Monday, 9 August 2010

Some information, I do not share

I take Shark, Squirrel and Tiger to the dentist.

Of course I do not tell them they are going. This is a strategy I have. It is the only strategy I have.

Forewarning them - trying to make a routine dental check-up sound like a normal thing to do - well, let's just say I tried already. I tried for their previous six-month check up.

Announcing Tra la lalala! Nothing to bother about! Just made you an appointment with the dentist! To a pair of my child ears those words are exactly the same as: I know you thought you could trust me - your mother! - but I just sold you to an international body parts smuggler who wants to extract your liver while you are alive. Oh yes, while he does it, he wants to see you roast over a fire.

That sounds exactly the same, doesn't it? Which is why I no longer announce the terrible fate that awaits. Because the child who hears that information must writhe down the walk of terror, (also known at Constable Street), towards the dreaded circle of hell (also known as the dental surgery), into the clutches of the foul-faced knife-stabbing liver-trading demon who dwells there (also known as Mrs Boscovitch, age 53) and yet they have a whole six weeks to contemplate that dreadful end.

The reality doesn't intrude one bit on their brains in this whole six weeks of anticipation. That Mrs Boscovitch is so sweet and kind and gentle, that I have asked her to be my mum. That she's not even dressed up as a demon or a witch! How kind can these dentists be? She'll make the dental chair go bumpety bump to make you laugh. And then she'll twirl that tiny mirror round so smooth and gentle you may be in danger of crunching on it, thinking it is dinner. Afterwards, she will declare your teeth tiptopticketyboo and recommend an electric tooth brush.

There is no point telling them anything. So five minutes before we depart I let them in on the reason why they must wear knickers and shoes this morning. Before the horror hits their sound box I promise them a detour past the bookshop on the way home. Then I only have to deal with four minutes fifty five seconds of banister hanging and a bit of howling on Constable Street.



Rachel M. said...

Now if someone could just do the same for me! I hate going to the dentist!!! They always lecture me and order me to buy an electric toothbrush, which I did last year and it's gone unused for a year because I hate that too. Stupid waste of money.

Big mamma frog said...

Having not seen a dentist for years, I got persuaded to have an appt with dh's fangbuster bloke. He asked when I'd last had a checkup...ughhum-er..11 years..?

a) he didnt' fall over in horrified shock

and b) He said 'oh it doesn't matter,don't worry, we're not judgmental here.'

Then he proceeded to scrape 11 years worth of concrete detritus off the back of my teeth without even a comment.
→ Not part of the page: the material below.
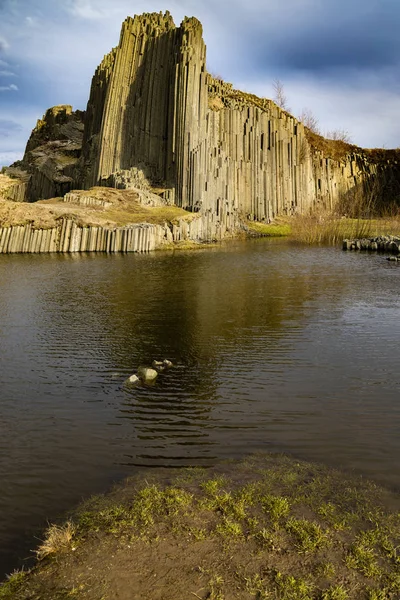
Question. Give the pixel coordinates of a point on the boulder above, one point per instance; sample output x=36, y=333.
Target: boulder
x=147, y=374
No sarcasm. No lecturing. No overcharging.

Might even go back and see him again some time.

Katherine said...

Ah. We used to call it the 'Murder House'. Just been. I like the way my dentist has a little telly and you can watch Attenborough talking about giant man-eating flowers and watch him being sat on by gorillas while the drill drills.

Retiredandcrazy said...

Are dentists the most hated people on this earth? I think they must be. You are lucky that the children co-operate when they arrive. Mine didn't, resulting in mahem!

Kestrel said...

My children love their dentist - he gives them helium balloons, drugs and tv over their heads, to say nothing of funky sunglasses to wear and even better the opportunity to watch the inside of their mouths with his cool fibre optic camera.